9.Ampliar la competencia unipersonal de los jueces de primera instancia, descongestionando así los tribunales colegiados, en consonancia con los nuevos parámetros propuestos en el nuevo Código Penal.
10. Agilizar las audiencias preliminares, reduciendo formalismos y enfocándolas en la validación de acuerdos (conciliación, procedimiento abreviado), reservando el análisis exhaustivo de pruebas para el juicio oral.
11.Establecer el interés casacional en materia penal, evitando que la casación funcione como una tercera instancia.
12.Instituir mecanismos que faciliten la gestión y conocimiento de los casos complejos.
13.Digitalizar la tramitación del proceso penal e implementar audiencias virtuales en las etapas previas al juicio de fondo, promoviendo mayor celeridad y acceso.
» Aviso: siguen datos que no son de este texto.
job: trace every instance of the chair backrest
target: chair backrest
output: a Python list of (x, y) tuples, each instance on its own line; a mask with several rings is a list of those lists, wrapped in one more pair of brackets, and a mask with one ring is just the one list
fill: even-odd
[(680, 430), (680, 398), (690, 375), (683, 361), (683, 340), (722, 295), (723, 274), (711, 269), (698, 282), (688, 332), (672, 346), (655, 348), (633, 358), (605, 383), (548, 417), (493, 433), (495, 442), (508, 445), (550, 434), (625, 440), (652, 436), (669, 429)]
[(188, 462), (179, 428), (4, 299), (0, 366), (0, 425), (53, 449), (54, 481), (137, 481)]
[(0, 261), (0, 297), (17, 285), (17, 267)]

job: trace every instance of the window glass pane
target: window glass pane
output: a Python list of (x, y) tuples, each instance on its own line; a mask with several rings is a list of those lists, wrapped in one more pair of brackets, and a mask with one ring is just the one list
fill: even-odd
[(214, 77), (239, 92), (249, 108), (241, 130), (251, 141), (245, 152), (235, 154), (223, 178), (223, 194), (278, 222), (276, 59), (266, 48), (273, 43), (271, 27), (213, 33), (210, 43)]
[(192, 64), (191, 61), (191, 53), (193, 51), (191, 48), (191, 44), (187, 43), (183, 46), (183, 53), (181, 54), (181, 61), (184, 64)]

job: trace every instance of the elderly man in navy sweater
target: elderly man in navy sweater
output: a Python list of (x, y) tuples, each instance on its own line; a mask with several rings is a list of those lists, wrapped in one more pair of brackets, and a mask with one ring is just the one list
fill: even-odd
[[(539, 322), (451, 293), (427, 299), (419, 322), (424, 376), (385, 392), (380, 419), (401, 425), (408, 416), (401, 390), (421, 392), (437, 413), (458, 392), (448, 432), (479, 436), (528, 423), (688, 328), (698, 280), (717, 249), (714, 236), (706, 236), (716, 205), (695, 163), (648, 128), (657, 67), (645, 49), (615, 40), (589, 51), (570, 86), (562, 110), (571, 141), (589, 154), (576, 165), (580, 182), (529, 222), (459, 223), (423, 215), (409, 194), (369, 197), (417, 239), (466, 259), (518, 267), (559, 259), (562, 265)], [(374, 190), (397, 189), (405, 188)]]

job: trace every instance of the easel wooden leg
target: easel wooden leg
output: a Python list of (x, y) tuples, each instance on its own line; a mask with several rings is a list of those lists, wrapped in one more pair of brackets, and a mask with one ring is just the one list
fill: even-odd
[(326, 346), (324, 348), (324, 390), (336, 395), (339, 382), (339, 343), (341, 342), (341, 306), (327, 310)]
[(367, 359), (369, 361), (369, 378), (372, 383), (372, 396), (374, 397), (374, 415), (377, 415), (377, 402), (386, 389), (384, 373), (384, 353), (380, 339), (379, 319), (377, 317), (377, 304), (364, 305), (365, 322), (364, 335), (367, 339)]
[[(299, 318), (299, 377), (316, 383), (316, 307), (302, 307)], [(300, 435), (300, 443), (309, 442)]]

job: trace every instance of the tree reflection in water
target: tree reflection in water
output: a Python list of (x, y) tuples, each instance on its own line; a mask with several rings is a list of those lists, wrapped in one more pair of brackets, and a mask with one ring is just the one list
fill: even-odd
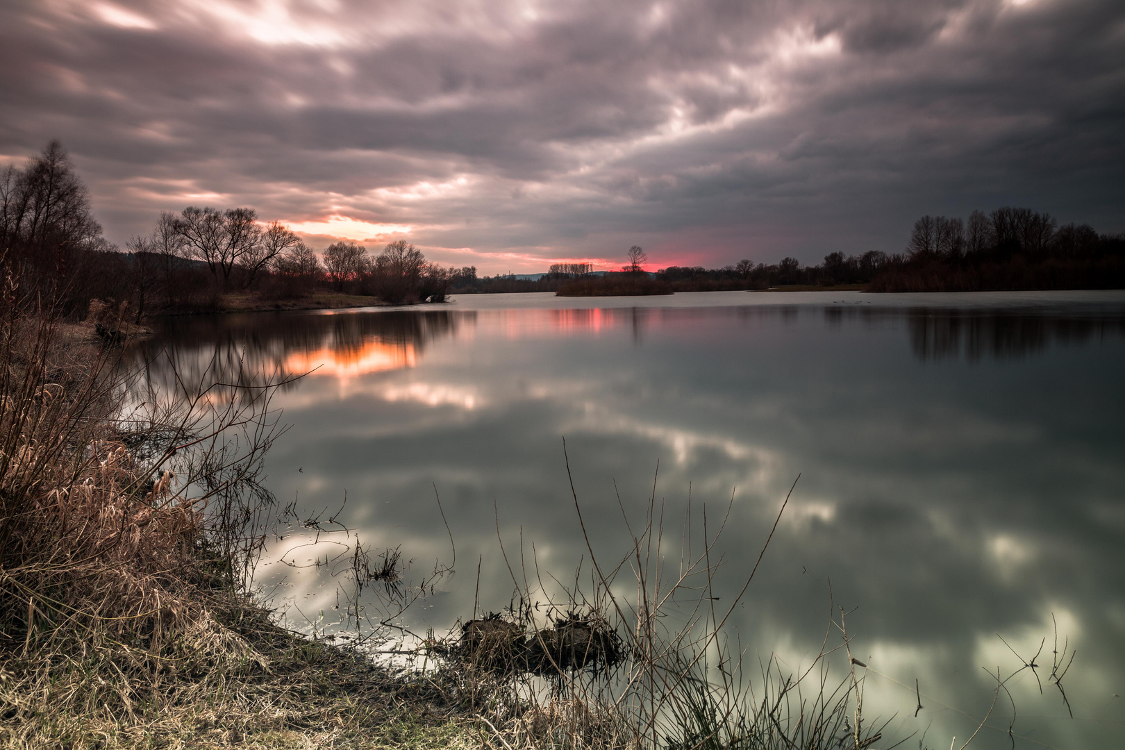
[(476, 313), (449, 310), (172, 318), (159, 337), (129, 347), (124, 364), (158, 391), (268, 382), (289, 390), (312, 371), (354, 377), (414, 367), (431, 342), (475, 322)]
El desarrollo de los paneles
Uno de los ejes centrales fue la necesidad de potenciar el uso de acuerdos penales como vía para la solución temprana de los casos y la descongestión efectiva del sistema. En ese sentido, se propuso reenfocar la audiencia preliminar para facilitar la formalización de acuerdos y el uso del procedimiento abreviado, reservando el juicio oral para los casos que realmente lo ameriten. “Debemos pasar de un modelo de litigiosidad a uno de soluciones”, afirmó Henry Molina.
En esa misma línea, se planteó la incorporación de una Guía de Sentencias, con el objetivo de hacer más coherente la aplicación de las penas, agruparlas según su gravedad y aumentar la predictibilidad de las condenas.
Esta herramienta, que sería aprobada por la Suprema Corte de Justicia, también incentivaría la resolución anticipada de los casos, como ocurre en sistemas de justicia más avanzados.
La situación de las personas privadas de libertad fue otro tema prioritario. La procuradora Yeni Berenice Reynoso anunció la ejecución del primer catastro penitenciario nacional, la habilitación de 10,000 nuevas camas para reducir el hacinamiento, y la apertura de tiendas para comercializar productos fabricados en los centros penitenciarios.
También se abordó la necesidad de identificar biométrica y jurídicamente a los internos y mejorar el tratamiento de personas inimputables.
Un avance significativo sería la creación de la Oficina de Apoyo a la Justicia Penal, también conocida como oficina de probatoria. Esta entidad brindará apoyo técnico a jueces, fiscales y defensores mediante informes sociofamiliares, socioeconómicos y de riesgo, que servirán como insumos para decisiones más justas y eficaces. Además, supervisará el cumplimiento de medidas no privativas de libertad y contribuirá a la reinserción social y la reducción de la reincidencia.
También se propuso ampliar la competencia de los jueces unipersonales, permitiéndoles conocer casos con penas superiores a cinco años, lo que agilizaría la tramitación de expedientes, especialmente si se aprueba el nuevo Código Penal. En paralelo, se planteó la necesidad de introducir el interés casacional en materia penal, para evitar que la casación funcione como una tercera instancia y racionalizar la carga de la Suprema Corte.
Durante los paneles se reconoció que, aunque el Código Procesal Penal (CPP) ha representado un avance en garantías y derechos, su aplicación enfrenta serias limitaciones estructurales. Se identificaron problemas como la falta de preparación de los actores del sistema, debilidad en la investigación científica, sobrecarga de los tribunales y distribución desigual de la carga judicial. “El problema no es el código, sino su implementación”, afirmó la magistrada Esmirna Méndez.
El juez Fran Soto señaló que, pese a haberse otorgado dos años para la preparación de los actores, muchos no se capacitaron adecuadamente. Las universidades ofrecieron formación limitada.
En cuanto a las salidas alternas y la cultura procesal, el magistrado Wilson Camacho subrayó que la negociación es esencial en un sistema adversarial, pero que muchas veces las partes no quieren acordar. También llamó a combatir el litigio temerario y a facilitar el conocimiento de casos complejos. Francisco Álvarez agregó que el crimen ha evolucionado y que el CPP y el Código Penal no están alineados. “La reforma es necesaria, incluyendo la creación de un Ministerio de Justicia”, sostuvo.